Capitalizing on the success of Civil War-related artwork during the 1880s and 90s, the Chicago-based printmakers Louis Kurz and Alexander Allison published a series of 36 battle scenes commemorating famous engagements of the war. All displayed idealized, panoramic representations of the battles with statistics of the killed and wounded below each image. Kurz and Allison did not consult photography or Civil War historians when designing their prints, instead relying on Kurz’s own first-hand experience as a soldier during the conflict. They included historical inaccuracies and eschewed aesthetic realism to remain true to earlier, pre-photographic lithographic traditions, which preferred bold graphics, black outlines, and figures performing grand, exaggerated gestures.
This 1891 chromolithograph depicts the Battle of Nashville, fought on December 15 and 16, 1864. Part of the Franklin-Nashville Campaign, it was a major victory for the Union. General George H. Thomas soundly defeated the Confederate General John Bell Hood’s Army of Tennessee. In this print, Union troops overtake a Confederate artillery position during the battle. All soldiers’ uniforms are trimmed with different colors to represent their respective branch of service: light blue for infantry, red for artillery, and yellow for cavalry. The infantry regiment storming the hilltop in the upper portion of the illustration is composed of men from the United States Colored Troops. The retreating Confederate soldiers in the lower right corner wave white flags in surrender. A number of soldiers in the foreground of the scene lay either dead or dying.

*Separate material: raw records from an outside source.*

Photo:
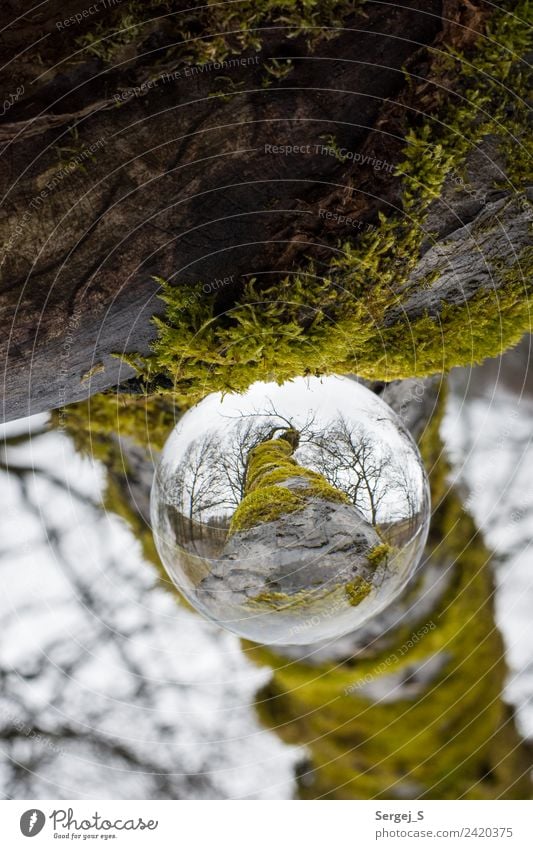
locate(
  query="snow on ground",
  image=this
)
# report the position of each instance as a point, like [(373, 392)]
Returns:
[(489, 438), (109, 688)]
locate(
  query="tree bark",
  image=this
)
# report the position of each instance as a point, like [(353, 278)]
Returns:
[(106, 185)]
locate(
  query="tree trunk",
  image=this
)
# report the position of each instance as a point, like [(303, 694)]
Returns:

Louis Kurz was a mural and scene painter before the Civil War, explaining the mural-like format of the images. His illustrations also appear to have been inspired by cycloramas, which were popular at the time, such as Paul Philippoteaux’s Gettysburg Cyclorama. Kurz was an Austrian immigrant who settled in Chicago during the 1850s, where he formed a partnership with Henry Seifert of Milwaukee. He later fought for the Union Army during the Civil War. After the conflict, he co-founded the Chicago Lithographic Company. When the company’s assets were destroyed during the Chicago Fire of 1871, Kurz started a new business with his partner, financial backer, and business manager, Alexander Allison.